Re: power independent of context?

azmitia who-is-at cats.ucsc.edu
Mon, 11 Mar 1996 04:37:54 -0800

thanks for keeping me informed about this discussion eugene.

to clarify: I believe context does matter. my message was in response
to mike's question about whether the experts' dominance and refusal to
renegotiate problem solving roles with a novice who has mastered the task
might have been specific to doing the study in a school. My comment
was simply that the first part of the study was done in a school but
because I was curious about this school-specificity of results, I did
recruit another sample of kids, this time in an out-of-school settintg
(parks and recreation summer program) and saw the same phenomenon
again.

So, for these two contexts there were parallels in the patterns and
results, but I wouldnt go as far as to say that context does not matter.
It only did not matter for this specific interaction pattern that I was
studying for this specific task and design, but there are context effects
in other measures in this same study.
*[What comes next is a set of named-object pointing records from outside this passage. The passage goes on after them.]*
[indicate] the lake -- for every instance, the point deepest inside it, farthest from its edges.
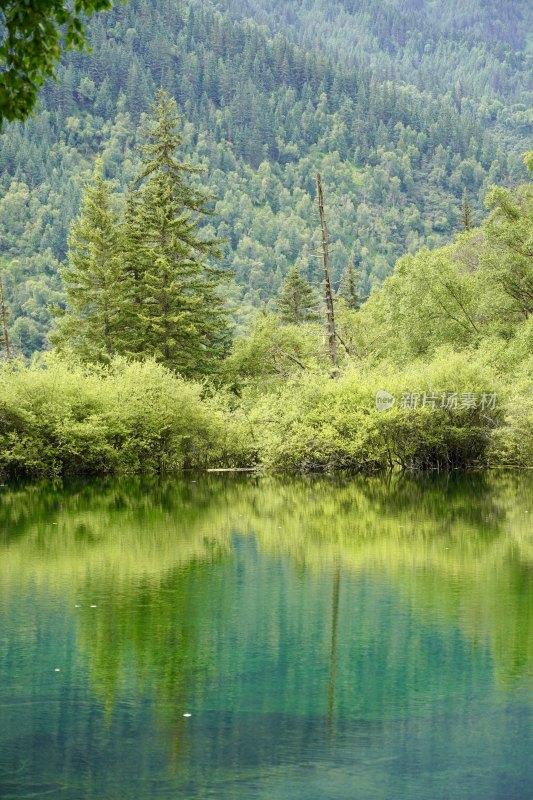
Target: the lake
(235, 636)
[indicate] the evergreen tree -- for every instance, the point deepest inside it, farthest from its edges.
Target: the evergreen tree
(297, 301)
(466, 214)
(349, 287)
(180, 320)
(92, 325)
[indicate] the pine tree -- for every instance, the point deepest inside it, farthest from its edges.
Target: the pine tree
(92, 325)
(297, 301)
(349, 287)
(466, 214)
(180, 319)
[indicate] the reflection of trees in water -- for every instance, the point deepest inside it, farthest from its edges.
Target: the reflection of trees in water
(181, 606)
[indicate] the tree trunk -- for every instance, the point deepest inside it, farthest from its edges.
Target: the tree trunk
(327, 282)
(3, 313)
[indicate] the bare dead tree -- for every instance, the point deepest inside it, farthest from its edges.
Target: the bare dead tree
(3, 313)
(327, 281)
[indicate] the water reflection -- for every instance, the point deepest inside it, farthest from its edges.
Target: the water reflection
(360, 629)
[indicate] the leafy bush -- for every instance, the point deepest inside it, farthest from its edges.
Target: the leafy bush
(61, 418)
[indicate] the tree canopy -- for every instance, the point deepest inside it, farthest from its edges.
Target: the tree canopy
(34, 34)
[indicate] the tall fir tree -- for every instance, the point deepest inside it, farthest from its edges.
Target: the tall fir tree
(297, 301)
(92, 324)
(179, 317)
(466, 214)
It is just that they are not
apparent in the role renegotiation of experts' dominance. (for example,
novices in the parks and recs sample have more frequent renegotiation
attempts than in the school context--but with similar results (expert
doesnt (usually) budge unless certain threats and negotiation strategies
are used).

so, the experts' behavior in this specific renegotiation frame is showing
more cross-context parallels than the novice. that was the gist of
my original comment.

margarita

P.S. thanks eugene for including me in this discussion.